Helping Prevent Foreclosures and Keep Families in Their Homes

Providing 12 months of mortgage forbearance for unemployed borrowers (07/25/11): The Administration announced it was extending the minimum forbearance period that unemployed borrowers could receive on their mortgages to a full year, up from four months in FHA and three months in the Home Affordable Modification Program (HAMP). This change will help borrowers stay in their homes while they look for jobs, which is not only good for those families but for the housing market by reducing the number of homes that go into foreclosure. These changes went into effect on 10/1/11.

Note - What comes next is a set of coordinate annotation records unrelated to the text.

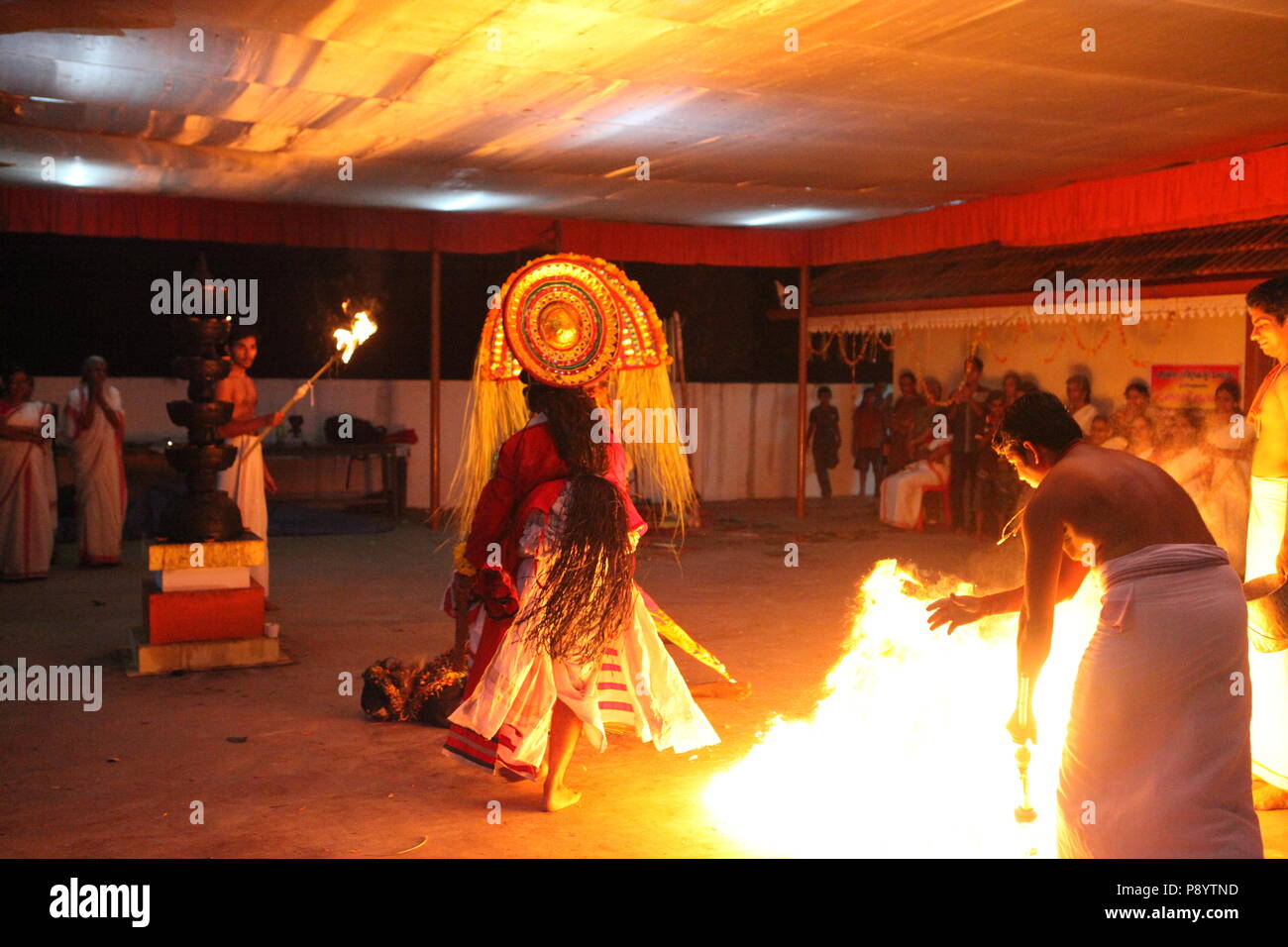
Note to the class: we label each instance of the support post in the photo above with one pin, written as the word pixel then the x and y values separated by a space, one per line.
pixel 436 411
pixel 802 389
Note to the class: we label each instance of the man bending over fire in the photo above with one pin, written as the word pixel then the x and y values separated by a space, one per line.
pixel 1155 759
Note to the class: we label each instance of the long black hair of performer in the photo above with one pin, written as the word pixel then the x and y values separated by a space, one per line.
pixel 587 592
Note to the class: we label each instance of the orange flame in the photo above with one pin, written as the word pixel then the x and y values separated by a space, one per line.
pixel 347 341
pixel 907 754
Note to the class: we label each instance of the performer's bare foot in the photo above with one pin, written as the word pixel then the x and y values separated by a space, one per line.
pixel 557 797
pixel 1267 797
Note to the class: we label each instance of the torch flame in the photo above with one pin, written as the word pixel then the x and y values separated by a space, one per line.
pixel 347 341
pixel 907 754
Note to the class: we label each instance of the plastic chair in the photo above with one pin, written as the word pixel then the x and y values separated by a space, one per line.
pixel 945 506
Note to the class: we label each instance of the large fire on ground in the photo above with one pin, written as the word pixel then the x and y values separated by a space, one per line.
pixel 907 754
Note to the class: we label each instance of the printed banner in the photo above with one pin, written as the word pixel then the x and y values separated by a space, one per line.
pixel 1189 385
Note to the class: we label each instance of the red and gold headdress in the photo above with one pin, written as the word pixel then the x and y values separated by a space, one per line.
pixel 571 321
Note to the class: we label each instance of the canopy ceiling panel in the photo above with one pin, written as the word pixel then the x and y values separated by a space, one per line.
pixel 544 106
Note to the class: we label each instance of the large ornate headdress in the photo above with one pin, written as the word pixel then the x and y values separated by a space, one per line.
pixel 571 321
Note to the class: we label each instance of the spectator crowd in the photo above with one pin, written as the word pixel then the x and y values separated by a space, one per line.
pixel 917 440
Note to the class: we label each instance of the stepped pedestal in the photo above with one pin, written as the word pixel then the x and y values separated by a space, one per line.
pixel 201 609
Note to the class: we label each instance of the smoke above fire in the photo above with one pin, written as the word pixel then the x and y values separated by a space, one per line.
pixel 906 754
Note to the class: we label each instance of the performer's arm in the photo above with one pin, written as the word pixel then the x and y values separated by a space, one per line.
pixel 1282 394
pixel 248 425
pixel 494 506
pixel 1043 543
pixel 12 432
pixel 956 611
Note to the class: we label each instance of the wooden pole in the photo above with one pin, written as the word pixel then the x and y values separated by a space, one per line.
pixel 436 334
pixel 802 389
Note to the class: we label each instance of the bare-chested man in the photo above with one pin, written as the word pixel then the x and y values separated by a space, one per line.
pixel 248 478
pixel 1155 758
pixel 1267 538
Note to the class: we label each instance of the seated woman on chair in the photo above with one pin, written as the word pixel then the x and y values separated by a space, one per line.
pixel 901 492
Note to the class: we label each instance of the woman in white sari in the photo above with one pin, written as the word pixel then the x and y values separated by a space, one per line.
pixel 97 425
pixel 29 495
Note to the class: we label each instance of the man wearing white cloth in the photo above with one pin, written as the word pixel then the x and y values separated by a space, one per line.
pixel 900 496
pixel 248 479
pixel 1267 538
pixel 1157 755
pixel 95 423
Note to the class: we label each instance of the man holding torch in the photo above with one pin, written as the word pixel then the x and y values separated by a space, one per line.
pixel 1157 755
pixel 248 479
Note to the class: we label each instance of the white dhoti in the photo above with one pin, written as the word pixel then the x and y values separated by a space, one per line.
pixel 244 482
pixel 901 492
pixel 29 500
pixel 1157 758
pixel 1269 672
pixel 635 685
pixel 97 446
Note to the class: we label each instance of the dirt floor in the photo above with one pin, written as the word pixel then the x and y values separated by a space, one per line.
pixel 286 767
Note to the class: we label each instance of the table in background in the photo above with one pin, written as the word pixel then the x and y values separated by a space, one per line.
pixel 393 466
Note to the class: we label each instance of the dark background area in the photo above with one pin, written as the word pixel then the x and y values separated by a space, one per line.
pixel 65 298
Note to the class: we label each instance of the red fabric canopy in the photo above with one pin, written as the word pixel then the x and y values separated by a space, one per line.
pixel 1196 195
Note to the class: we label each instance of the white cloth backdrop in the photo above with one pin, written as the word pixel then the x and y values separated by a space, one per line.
pixel 746 433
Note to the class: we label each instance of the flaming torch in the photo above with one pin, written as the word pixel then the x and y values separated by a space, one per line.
pixel 347 342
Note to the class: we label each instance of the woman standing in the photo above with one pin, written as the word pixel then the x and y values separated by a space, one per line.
pixel 29 493
pixel 97 425
pixel 1227 501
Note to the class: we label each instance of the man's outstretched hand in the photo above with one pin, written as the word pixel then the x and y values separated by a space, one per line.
pixel 954 611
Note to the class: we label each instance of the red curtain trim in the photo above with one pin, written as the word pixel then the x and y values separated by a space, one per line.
pixel 1198 195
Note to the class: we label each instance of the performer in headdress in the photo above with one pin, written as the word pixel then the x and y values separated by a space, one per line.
pixel 95 423
pixel 29 492
pixel 561 639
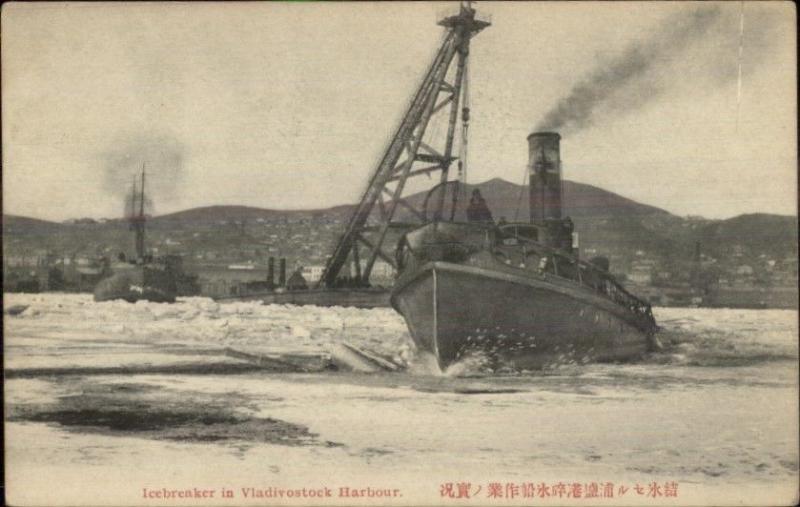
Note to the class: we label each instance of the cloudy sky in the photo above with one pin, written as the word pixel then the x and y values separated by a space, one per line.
pixel 288 105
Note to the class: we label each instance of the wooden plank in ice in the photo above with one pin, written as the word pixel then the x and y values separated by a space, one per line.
pixel 346 356
pixel 282 362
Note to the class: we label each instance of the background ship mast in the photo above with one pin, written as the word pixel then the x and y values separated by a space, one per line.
pixel 137 219
pixel 407 155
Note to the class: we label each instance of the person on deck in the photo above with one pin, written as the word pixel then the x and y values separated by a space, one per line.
pixel 478 210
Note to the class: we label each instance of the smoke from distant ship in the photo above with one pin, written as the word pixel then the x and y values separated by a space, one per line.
pixel 632 79
pixel 163 157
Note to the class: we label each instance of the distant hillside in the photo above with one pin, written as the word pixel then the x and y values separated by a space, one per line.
pixel 774 235
pixel 19 225
pixel 606 222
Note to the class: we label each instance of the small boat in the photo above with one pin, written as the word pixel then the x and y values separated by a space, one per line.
pixel 147 278
pixel 515 293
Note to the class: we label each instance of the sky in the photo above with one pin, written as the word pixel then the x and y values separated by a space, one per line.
pixel 290 105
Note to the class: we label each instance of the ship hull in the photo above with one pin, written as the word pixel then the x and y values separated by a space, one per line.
pixel 137 283
pixel 455 310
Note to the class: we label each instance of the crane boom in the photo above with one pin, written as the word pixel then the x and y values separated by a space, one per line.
pixel 408 155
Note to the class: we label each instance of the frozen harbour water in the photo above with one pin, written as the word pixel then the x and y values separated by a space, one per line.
pixel 715 412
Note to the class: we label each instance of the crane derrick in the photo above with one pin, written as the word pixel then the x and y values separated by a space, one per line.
pixel 408 155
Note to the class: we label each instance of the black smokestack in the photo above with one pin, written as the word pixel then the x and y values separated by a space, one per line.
pixel 544 163
pixel 271 272
pixel 624 84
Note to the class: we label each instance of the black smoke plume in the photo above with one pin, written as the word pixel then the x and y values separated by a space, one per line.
pixel 163 159
pixel 624 83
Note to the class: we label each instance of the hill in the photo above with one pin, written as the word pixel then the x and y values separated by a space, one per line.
pixel 607 223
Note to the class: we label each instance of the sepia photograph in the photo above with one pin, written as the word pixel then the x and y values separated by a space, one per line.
pixel 400 253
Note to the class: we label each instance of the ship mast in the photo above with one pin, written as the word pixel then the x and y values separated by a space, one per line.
pixel 137 219
pixel 407 155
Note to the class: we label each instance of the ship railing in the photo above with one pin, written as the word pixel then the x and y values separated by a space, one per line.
pixel 590 276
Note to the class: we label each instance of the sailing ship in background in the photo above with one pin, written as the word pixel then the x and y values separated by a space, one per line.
pixel 143 277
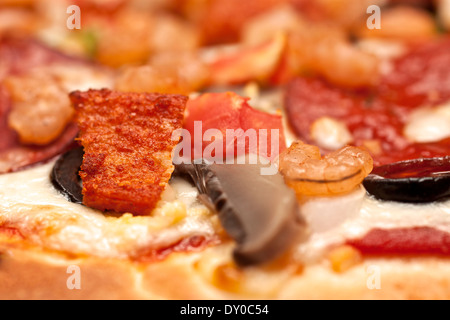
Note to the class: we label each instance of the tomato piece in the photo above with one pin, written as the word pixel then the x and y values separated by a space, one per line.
pixel 407 241
pixel 224 125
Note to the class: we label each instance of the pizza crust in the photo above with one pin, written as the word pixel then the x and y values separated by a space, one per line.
pixel 29 273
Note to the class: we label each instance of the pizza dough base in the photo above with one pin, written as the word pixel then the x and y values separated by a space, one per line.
pixel 29 273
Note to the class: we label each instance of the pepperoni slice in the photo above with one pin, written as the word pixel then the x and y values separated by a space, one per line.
pixel 421 77
pixel 367 117
pixel 404 241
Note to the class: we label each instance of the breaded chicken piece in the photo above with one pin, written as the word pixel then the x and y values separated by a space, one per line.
pixel 127 140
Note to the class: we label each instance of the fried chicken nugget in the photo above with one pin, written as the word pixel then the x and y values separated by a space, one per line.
pixel 127 140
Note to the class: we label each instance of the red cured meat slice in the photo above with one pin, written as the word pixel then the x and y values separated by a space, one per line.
pixel 404 241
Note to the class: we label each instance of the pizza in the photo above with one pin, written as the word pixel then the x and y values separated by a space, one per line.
pixel 225 150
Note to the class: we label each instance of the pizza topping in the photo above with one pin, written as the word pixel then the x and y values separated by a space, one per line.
pixel 420 180
pixel 444 13
pixel 330 134
pixel 404 241
pixel 40 109
pixel 127 140
pixel 343 258
pixel 339 172
pixel 65 175
pixel 428 124
pixel 258 211
pixel 421 77
pixel 224 125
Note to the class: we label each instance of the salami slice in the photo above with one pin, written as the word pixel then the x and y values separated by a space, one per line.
pixel 405 241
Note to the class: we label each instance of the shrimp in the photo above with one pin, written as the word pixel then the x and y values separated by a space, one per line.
pixel 41 108
pixel 165 73
pixel 337 173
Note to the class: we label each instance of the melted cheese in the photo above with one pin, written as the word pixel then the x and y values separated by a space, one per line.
pixel 369 214
pixel 30 203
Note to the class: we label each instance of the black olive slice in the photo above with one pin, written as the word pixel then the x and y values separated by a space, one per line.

Encouraging servicers to speed up the HAMP modification process (07/06/11):To help encourage servicers to move quickly to modify distressed borrowers’ loans, the Treasury adjusted the incentive structure of HAMP payments to servicers. Treasury reformed the system from a flat $1,000 fee to variable fee to encourage modifications earlier in a homeowner’s delinquency. The new incentive structure is $1,600 for modifications before 4 months of delinquency, $1,200 for 4-7 months, and $400 afterwards.
Single point of contact for HAMP borrowers (05/18/11): In conjunction with Treasury, the Administration has provided significant resources for homeowners seeking assistance through HAMP. On May 18, the Treasury Department provided guidance requiring the 20 largest servicers participating in HAMP to provide a single point of contact for homeowners. As of September 1 for new applicants to the program, and November 1 for homeowners who have already begun the application process, servicers are required to implement a Single Point of Contact system of customer service for their non-GSE loans, so that a homeowner seeking a modification or foreclosure avoidance assistance has one single relationship manager. The relationship manager works with the homeowner throughout the loss mitigation process until all options have been exhausted.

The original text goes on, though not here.